The Comprehensive Guide to Silver ETF Investing

NEW YORK (Oct 10)  Precious metals like gold and silver have been performing quite poorly of late due to the continued strength in stock markets. The white metal has been beaten down significantly in 2013, underperforming broad stock markets by a pretty wide margin.
In fact, the white metal has plunged nearly 30% in the first nine months of 2013, pushing the commodity to fresh lows. Many feel that this weakness could continue too, especially if investors continue to look to stocks for exposure and shun commodities (read: How to Short Silver with ETFs).
Uncertain Global Trends
Silver prices will likely remain under pressure in the short term due to sluggish fundamental factors in the global markets. The U.S. economy is improving but China, which is considered the biggest industrial fabricator after the U.S., is still seeing sluggish economic growth.
Additionally, tepid industrial demand is impacting the price of the bullion as about 50% of the metal’s total demand comes from industrial applications. Further, the growing speculation over the early end of the Fed’s stimulus program (QE3) is lowering the demand for silver and silver ETF holdings (read: Commodity Slide Hits Silver ETFs).
Based on these negative fundamentals, Morgan Stanley slashed its 2013 and 2014 silver price forecasts by 19% and 15%, respectively. Another firm, Bank of America Merrill Lynch, also cut its silver target by 25% for 2013 and warns that the price could fall further below $20 per ounce in the coming months.
All these factors suggest a bearish trend for the white metal at least for the short term.
Silver’s Upside
However, the long-term prospects look tremendously bullish given the growing demand from emerging products, China's introduction of silver futures and high fabrication demand, which make up roughly 80% of silver demand.
Even the demand for traditional products like silverware and jewelry have been held steady during these hard times (read: A Safer Way to Invest in Precious Metal ETFs?).
Furthermore, continued government dysfunction is decidedly bullish for the metal, as it can act as somewhat of a safe haven during troubled times. Should government problems hit investor confidence, silver could be a solid, and safe investment.
As a result, investors should reap huge benefits from this beaten down metal, which has temporarily been held back due to a slowdown in demand and weak global fundamentals. For those seeking to take advantage of the dips in the metal, an ETF approach could be a great idea as it offers up an extremely liquid way to target the space.
Types of Silver ETFs
Silver ETFs are divided in three categories: futures, physically backed ETFs and mining ETFs. Each of these will be detailed for investors looking to play in this increasingly important bullion market:
Physically Backed Silver ETFs
These funds offer simple and cost-efficient ways for investors seeking exposure to silver bullion. The ETFs seek to match the spot price of silver, net of fees and expenses and own silver bars to back the shares.

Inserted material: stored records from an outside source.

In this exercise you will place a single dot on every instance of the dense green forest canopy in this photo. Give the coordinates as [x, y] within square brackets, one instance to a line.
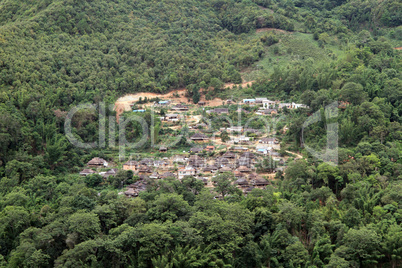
[57, 54]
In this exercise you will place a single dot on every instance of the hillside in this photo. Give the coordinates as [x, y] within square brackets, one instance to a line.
[224, 174]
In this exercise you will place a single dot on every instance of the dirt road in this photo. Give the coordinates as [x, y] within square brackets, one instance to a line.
[176, 96]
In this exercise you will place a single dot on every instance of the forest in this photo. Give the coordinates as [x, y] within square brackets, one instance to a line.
[56, 54]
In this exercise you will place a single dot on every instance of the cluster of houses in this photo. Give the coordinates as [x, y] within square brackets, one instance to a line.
[242, 164]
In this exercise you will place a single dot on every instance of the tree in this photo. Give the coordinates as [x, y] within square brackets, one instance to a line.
[392, 244]
[224, 136]
[295, 255]
[84, 224]
[361, 246]
[223, 183]
[353, 93]
[169, 207]
[196, 95]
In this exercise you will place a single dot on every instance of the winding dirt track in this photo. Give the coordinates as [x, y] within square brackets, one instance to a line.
[176, 96]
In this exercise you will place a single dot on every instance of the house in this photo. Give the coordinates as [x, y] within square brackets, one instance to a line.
[269, 141]
[187, 171]
[248, 190]
[238, 174]
[268, 104]
[211, 169]
[248, 101]
[147, 162]
[241, 110]
[130, 165]
[196, 149]
[163, 103]
[179, 159]
[242, 182]
[144, 170]
[87, 172]
[249, 155]
[210, 148]
[160, 164]
[241, 139]
[219, 111]
[298, 105]
[97, 162]
[243, 169]
[283, 105]
[112, 172]
[260, 182]
[204, 180]
[252, 131]
[154, 175]
[267, 112]
[244, 161]
[196, 161]
[221, 162]
[260, 100]
[240, 149]
[235, 129]
[263, 150]
[199, 137]
[229, 155]
[168, 175]
[130, 192]
[172, 117]
[225, 169]
[180, 108]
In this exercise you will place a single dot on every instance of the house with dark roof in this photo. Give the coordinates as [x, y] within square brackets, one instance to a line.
[196, 149]
[219, 111]
[199, 137]
[180, 108]
[87, 172]
[130, 165]
[97, 162]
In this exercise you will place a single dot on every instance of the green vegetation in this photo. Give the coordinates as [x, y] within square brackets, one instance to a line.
[58, 54]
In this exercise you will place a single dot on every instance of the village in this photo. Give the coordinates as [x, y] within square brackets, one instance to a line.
[253, 156]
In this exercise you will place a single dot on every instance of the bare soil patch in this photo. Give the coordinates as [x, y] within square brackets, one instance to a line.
[261, 30]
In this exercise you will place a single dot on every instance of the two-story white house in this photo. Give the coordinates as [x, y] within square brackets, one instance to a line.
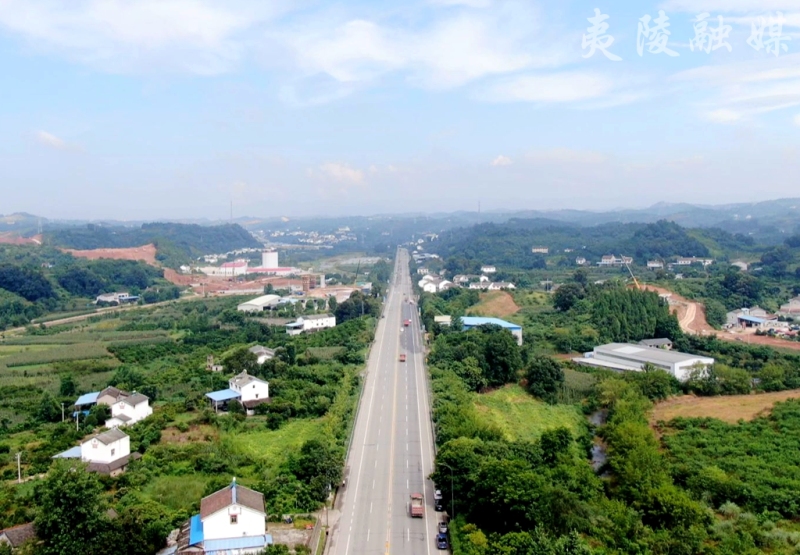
[311, 323]
[262, 353]
[248, 390]
[129, 410]
[232, 521]
[107, 453]
[253, 391]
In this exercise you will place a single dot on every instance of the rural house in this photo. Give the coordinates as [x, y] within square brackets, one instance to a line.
[126, 408]
[262, 353]
[245, 388]
[231, 521]
[129, 410]
[311, 323]
[107, 453]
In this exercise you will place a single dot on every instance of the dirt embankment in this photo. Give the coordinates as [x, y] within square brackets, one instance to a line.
[730, 408]
[146, 253]
[691, 315]
[497, 304]
[692, 319]
[13, 238]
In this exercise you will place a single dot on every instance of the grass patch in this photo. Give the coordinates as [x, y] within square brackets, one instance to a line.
[729, 408]
[80, 351]
[580, 382]
[521, 417]
[324, 353]
[497, 304]
[178, 493]
[271, 446]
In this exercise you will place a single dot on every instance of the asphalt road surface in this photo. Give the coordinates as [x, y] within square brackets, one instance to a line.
[391, 455]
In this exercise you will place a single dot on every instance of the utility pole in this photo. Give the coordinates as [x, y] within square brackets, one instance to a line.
[452, 494]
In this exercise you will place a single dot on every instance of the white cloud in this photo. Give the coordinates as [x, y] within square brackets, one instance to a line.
[554, 87]
[342, 173]
[50, 140]
[723, 115]
[566, 156]
[466, 3]
[195, 36]
[454, 49]
[743, 90]
[730, 6]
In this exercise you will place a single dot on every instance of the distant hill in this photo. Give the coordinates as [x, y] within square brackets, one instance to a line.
[176, 243]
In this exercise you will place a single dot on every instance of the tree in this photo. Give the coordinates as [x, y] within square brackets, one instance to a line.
[70, 511]
[67, 388]
[320, 466]
[545, 378]
[241, 360]
[48, 410]
[501, 355]
[567, 296]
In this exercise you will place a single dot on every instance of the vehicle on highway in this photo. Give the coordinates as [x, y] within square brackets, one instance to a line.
[417, 506]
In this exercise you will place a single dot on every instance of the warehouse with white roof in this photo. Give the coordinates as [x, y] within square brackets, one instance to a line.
[259, 304]
[628, 357]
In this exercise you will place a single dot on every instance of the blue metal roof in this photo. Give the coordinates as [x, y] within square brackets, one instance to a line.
[223, 395]
[752, 319]
[88, 398]
[474, 321]
[226, 545]
[195, 530]
[71, 453]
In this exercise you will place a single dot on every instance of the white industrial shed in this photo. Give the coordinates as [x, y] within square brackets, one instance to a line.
[259, 304]
[625, 356]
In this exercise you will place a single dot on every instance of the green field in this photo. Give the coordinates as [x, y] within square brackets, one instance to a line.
[177, 492]
[522, 418]
[270, 447]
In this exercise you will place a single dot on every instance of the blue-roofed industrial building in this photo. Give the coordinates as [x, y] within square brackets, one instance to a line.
[470, 322]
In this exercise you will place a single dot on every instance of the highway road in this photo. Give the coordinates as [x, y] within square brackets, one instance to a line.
[391, 453]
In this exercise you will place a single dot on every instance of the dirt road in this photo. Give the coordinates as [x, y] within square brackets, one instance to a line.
[692, 319]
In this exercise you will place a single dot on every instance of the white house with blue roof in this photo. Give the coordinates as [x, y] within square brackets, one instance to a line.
[470, 322]
[249, 390]
[231, 521]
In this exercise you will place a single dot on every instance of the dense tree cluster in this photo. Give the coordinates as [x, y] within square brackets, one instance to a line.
[509, 245]
[29, 284]
[484, 356]
[176, 243]
[90, 278]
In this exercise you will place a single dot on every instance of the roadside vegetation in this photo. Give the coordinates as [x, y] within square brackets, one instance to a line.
[292, 449]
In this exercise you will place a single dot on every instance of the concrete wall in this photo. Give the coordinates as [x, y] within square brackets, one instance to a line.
[249, 523]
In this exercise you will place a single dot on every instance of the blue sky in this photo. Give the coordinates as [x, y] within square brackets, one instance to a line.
[155, 109]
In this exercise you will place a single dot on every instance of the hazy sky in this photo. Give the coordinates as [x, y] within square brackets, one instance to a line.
[171, 108]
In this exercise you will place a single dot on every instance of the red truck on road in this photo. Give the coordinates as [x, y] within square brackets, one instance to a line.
[417, 506]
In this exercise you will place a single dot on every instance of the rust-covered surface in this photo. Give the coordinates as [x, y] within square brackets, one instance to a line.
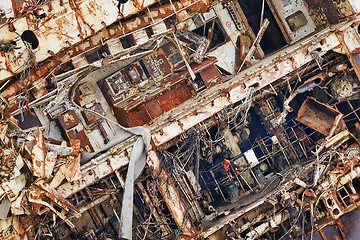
[319, 116]
[179, 119]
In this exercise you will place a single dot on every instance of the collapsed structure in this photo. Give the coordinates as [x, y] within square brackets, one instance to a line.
[188, 119]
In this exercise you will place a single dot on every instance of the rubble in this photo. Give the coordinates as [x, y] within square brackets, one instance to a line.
[179, 119]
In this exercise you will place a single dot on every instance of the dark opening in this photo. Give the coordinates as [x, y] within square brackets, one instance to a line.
[30, 37]
[273, 38]
[127, 41]
[219, 35]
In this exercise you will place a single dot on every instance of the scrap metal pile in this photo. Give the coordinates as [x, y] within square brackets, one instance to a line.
[190, 119]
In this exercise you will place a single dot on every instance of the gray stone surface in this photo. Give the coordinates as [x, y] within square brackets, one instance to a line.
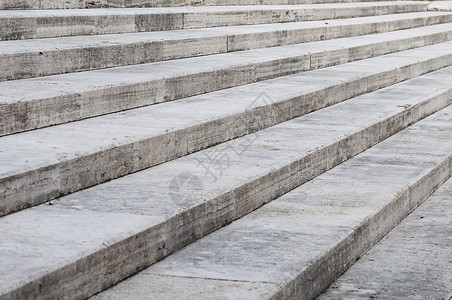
[41, 165]
[65, 4]
[50, 100]
[160, 217]
[303, 240]
[414, 261]
[32, 58]
[440, 6]
[55, 23]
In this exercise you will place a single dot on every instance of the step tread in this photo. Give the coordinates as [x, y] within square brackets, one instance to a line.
[42, 57]
[292, 247]
[28, 24]
[141, 200]
[413, 261]
[45, 146]
[65, 43]
[56, 99]
[67, 4]
[24, 154]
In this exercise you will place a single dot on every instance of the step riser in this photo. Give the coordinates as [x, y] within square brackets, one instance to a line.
[331, 220]
[137, 252]
[27, 115]
[41, 63]
[71, 4]
[328, 268]
[38, 186]
[422, 240]
[58, 26]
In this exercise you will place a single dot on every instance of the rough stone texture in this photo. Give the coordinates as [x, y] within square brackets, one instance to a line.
[56, 166]
[303, 240]
[262, 166]
[69, 97]
[56, 23]
[440, 6]
[414, 261]
[65, 4]
[41, 57]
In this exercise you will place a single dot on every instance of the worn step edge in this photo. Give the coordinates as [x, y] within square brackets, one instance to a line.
[422, 240]
[295, 246]
[263, 166]
[42, 57]
[39, 102]
[30, 178]
[18, 25]
[72, 4]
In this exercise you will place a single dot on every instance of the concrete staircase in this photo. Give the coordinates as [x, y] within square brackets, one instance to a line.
[247, 151]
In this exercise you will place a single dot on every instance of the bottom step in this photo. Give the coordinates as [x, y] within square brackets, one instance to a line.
[414, 261]
[297, 245]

Each share represents a fractional interest in the trust. The two largest and the most popular silver ETFs in the space are iShares Silver Trust ETF (SLV) and ETFS Physical Silver Shares (SIVR).
With total assets of $7.4 billion, SLV tracks almost 100% the physical price of silver bullion measured in U.S. dollars, and kept in London under the custody of JPMorgan Chase Bank N.A. Each share represents about an ounce of silver at current prices. On the other hand, SIVR has AUM of $390 million and is backed by physical silver under the custody of HSBC Bank USA in London.
Though not a low-cost choice due to its 50 bps expense ratio, SLV has a lower bid/ask spread which could make total costs slightly less for this popular fund. SIVR charges only 30 bps in fees a year making it the best low-cost choice in the silver commodity space. While this is good, the bid/ask spread is probably wider than what investors see in the iShares product.
Both the products lost significantly in the first half of 2013 due to weak performance by the white metal. However, these are expected to rebound in the long term thanks to a strong outlook for industrial uses.
Recently, Credit Suisse launched Silver Shares Covered Call ETN (SLVO) that seeks to give investors a new way to play the precious metals market. These employ a covered call strategy which looks to provide investors with a great deal of income while still offering exposure to the metal (read: Combine Silver ETFs and Covered Calls with SLVO).
This approach does cap risk, though big gains are unlikely with this ETN either. Still, the product has easily outperformed SLV since its inception, and if current trends hold, will sport a double-digit yield as well.
However, it is worth noting that this product has paltry volumes which could result in higher bid/ask spreads and increased trading costs. This makes the note a bit pricey as its expense ratio already comes in at an elevated level of 0.65%.
Still, in flat or down markets, a covered call strategy can be an interesting play, and one that can outperform ‘regular’ silver ETF investments.